41. Does Education empower ?




I completed my schooling in Trivandrum  in the 1970’s. In those days, reading comics was  a passionate  past time for school-going children. One could hardly come across children without  their own personal collection of comics particularly in middle class families.

The house I lived during my schooling was pretty spacious and was  adjacent to  a compound  where a Badminton court was set up. During holidays and weekends, children from the locality would crowd in my house with their personal collection of comics which they keep exchanging and relish reading them before their game of Badminton. It was a give and take punctuated with love and affection.

In the mid eighties, my sister narrated an incident. A colleague’s family with their children visited their  uncle living in a flat in Mumbai. There, the children befriended  other children living in the block of flats where their  uncle lived. It so happened that  a kid living in one of the flats offered to give a comic book  from his personal collection to read to the children visiting Mumbai for a small  fee for each comic book. When the children rushed to their mother for money, she was quite stunned and could never come to terms with the fact that children in Mumbai are (in her own words) ‘money-minded’!

A couple of months ago, I was taking stock of  the list of Online publications submitted by  me for free reading. Around that time,  a friend of mine commented  that these are days the youth in their twenties  are eager to make  a lot of  money ... and those in their thirties never ever part anything for free. Only those in their  forties would ever show any willingness to offer something for free!
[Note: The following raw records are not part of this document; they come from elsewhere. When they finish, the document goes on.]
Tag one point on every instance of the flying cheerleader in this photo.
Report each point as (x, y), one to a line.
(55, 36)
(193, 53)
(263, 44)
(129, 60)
Why do children and the youth display a pronounced acquisitive instinct? Why do they  become ‘money-minded’? Why does our education system fail to address this issue? I was pondering over such material issues when I came across an article about  the effects of education miles away in America. It was entitled ‘Class Divide Widens in School’ (Sunday Times, Trivandrum, dated 30 December 2012). Given below is an extract:

“One of the assumptions on which modern society is built is  that education is a great equalizer; that poor kids with access to education will be launched on a life of upward mobility. In  India, stories of poor children who through sheer brains and hard work earned places in elite institutions and went on to become multi-millionaires, is the stuff of legend.

This belief was borrowed from western societies, especially America. However, worryingly, recent evidence points to the reverse impact that education is having: its role in enhancing class divide; of keeping the poor, poor while making the rich, richer: In an article in The New York Times, Jason DeParle writes about “the growing role that education plays in preserving  class divisions. Poor students have long trailed affluent peers in school performance...”

Well ...Education  no doubt is  serious business...Any comments?